Istri Abu Bakr al-Baghdadi dijatuhi hukuman mati di Irak

Istri pertama pemimpin teroris IS, Abu Bakr al-Baghdadi, telah dihukum mati oleh pengadilan di Irak, kata yudikatif negara itu.

Mahkamah Pidana Karkh menemukan perempuan itu bersalah atas “bekerja dengan organisasi ekstremis dan menahan wanita Yazidi,” menurut Dewan Yudisial Tinggi.

Sebuah kementerian dalam negeri mengidentifikasi dirinya sebagai Asma Mohammed, juga dikenal sebagai Umm Hudaifa.

Tidak ada komentar dari pengacaranya, tetapi dalam wawancara baru-baru ini dengan BBC, dia membantah keterlibatan dalam kekejaman IS atau penculikan dan penyekapan wanita Yazidi.

Dia menikah dengan Baghdadi ketika dia mengawasi pemerintahan brutal kelompok itu di sebagian besar Irak dan Suriah yang berdekatan, yang merupakan rumah bagi hampir delapan juta orang.

Pada 2019, beberapa bulan setelah kekalahan militer kelompok itu di wilayah itu, pasukan AS merazia tempat di mana Baghdadi bersembunyi di barat laut Suriah dengan beberapa anggota keluarganya. Baghdadi meledakkan rompi bom saat terdesak di terowongan, membunuh dirinya sendiri dan dua anak, sementara dua dari empat istrinya tewas dalam baku tembak.

Umm Hudaifa tidak berada di sana karena dia telah ditahan di selatan Turki pada tahun 2018 saat tinggal di sana dengan nama palsu. Dia diekstradisi ke Irak pada Februari tahun ini dan ditahan sementara otoritas menyelidikinya atas tindak kriminal terorisme.
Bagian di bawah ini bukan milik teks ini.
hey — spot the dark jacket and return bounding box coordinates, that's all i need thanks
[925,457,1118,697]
Para penyelidik PBB mengatakan mereka memiliki bukti yang jelas dan meyakinkan bahwa IS melakukan genosida dan banyak kejahatan internasional lainnya terhadap minoritas agama Yazidi, anggotanya diberi ultimatum untuk berpindah agama atau mati.

Ribuan Yazidi tewas, sementara ribuan lainnya diperbudak, dengan wanita dan anak-anak diculik dari keluarga mereka dan disubjeksi pada penyalahgunaan brutal, termasuk pemerkosaan beruntun dan kekerasan seksual lainnya, mereka temukan.
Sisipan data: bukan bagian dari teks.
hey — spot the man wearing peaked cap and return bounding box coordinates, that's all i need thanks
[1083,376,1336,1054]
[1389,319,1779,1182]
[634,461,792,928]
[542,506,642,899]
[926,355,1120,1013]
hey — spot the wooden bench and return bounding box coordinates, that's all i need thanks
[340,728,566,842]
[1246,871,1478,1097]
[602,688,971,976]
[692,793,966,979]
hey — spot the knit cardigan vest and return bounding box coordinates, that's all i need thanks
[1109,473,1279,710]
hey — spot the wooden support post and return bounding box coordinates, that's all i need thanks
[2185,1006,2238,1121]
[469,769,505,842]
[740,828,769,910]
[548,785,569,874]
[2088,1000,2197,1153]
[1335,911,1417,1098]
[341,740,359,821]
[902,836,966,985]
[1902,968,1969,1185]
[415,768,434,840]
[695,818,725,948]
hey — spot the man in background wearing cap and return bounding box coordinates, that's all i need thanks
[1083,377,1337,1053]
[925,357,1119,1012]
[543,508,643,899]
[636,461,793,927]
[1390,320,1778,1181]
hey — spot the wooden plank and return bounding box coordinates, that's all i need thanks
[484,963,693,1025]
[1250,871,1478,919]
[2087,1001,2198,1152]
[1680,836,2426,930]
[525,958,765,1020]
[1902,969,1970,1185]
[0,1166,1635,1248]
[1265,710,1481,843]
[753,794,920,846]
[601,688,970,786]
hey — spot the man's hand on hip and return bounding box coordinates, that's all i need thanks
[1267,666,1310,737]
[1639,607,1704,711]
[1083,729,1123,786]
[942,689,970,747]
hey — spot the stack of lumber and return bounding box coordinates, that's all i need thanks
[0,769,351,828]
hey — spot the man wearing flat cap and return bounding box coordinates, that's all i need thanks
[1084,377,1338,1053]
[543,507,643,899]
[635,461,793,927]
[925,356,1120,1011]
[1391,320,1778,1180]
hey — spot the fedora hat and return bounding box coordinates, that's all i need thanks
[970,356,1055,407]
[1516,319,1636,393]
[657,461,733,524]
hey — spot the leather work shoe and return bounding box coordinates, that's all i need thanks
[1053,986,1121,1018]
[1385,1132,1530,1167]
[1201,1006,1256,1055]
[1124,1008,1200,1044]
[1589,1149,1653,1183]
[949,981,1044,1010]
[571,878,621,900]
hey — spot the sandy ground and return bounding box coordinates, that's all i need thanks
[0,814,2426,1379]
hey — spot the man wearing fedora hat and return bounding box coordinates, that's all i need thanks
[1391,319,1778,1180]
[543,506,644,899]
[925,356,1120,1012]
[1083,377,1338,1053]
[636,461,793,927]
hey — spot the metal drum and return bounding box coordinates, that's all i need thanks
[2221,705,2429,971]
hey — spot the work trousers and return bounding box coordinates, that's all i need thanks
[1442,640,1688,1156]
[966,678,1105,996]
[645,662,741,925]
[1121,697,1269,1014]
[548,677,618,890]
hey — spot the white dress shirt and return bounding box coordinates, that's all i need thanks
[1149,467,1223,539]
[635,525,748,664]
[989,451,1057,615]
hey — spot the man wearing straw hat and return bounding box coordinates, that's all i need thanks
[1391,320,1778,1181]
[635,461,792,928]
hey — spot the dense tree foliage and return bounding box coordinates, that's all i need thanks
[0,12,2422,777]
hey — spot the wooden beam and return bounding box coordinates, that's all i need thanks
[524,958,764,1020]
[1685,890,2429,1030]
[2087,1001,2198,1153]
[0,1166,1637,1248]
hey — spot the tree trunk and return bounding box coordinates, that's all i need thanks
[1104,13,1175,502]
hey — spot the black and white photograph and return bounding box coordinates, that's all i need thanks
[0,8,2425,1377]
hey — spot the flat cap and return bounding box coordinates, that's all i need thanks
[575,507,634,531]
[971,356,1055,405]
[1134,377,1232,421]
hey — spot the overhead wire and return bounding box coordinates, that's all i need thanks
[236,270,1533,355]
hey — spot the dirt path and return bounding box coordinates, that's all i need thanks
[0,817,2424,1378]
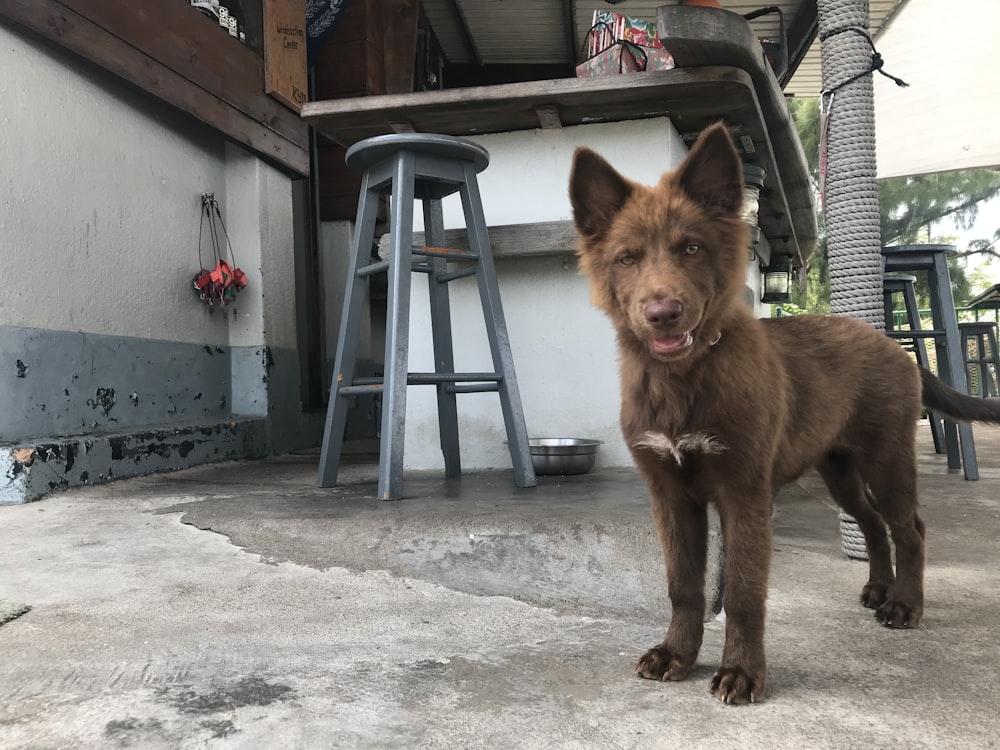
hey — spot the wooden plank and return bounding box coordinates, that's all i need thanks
[0,0,308,175]
[301,67,752,145]
[301,65,816,263]
[378,220,580,260]
[53,0,306,149]
[263,0,308,111]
Penyelidik PBB juga mengatakan IS melakukan kejahatan perang, termasuk pembunuhan dan penyiksaan selama pembantaian sekitar 1.700 kadet dan personel militer tidak bersenjata, secara mayoritas Syiah, dari markas militer Camp Speicher Irak pada tahun 2014.

Ketika ditanya oleh BBC tentang kekejaman tersebut, Umm Hudaifa mengatakan dia menantang suaminya tentang memiliki “darah orang-orang tak berdosa” di tangannya.

Dia juga mengatakan dia “merasa malu” dan “sangat menyesal” atas apa yang terjadi pada wanita dan anak Yazidi, setidaknya sembilan di antaranya diduga dibawa ke rumahnya sebagai budak.

Yazidi yang diculik dan diperkosa oleh anggota IS telah mengajukan gugatan perdata di Irak menuduh Umm Hudaifa bersekongkol dalam penculikan dan perbudakan seksual anak perempuan dan perempuan. Dia membantah tuduhan itu.

Pengadilan Irak telah menjatuhkan ratusan hukuman mati dan hukuman penjara seumur hidup kepada pria dan wanita yang divonis “anggota organisasi teroris” dalam beberapa tahun terakhir.

Kelompok-kelompok hak asasi manusia mengatakan tuduhan itu terlalu luas dan kabur, dan bahwa sidang sering terburu-buru dan didasarkan pada pengakuan seringkali diperoleh di bawah penyiksaan.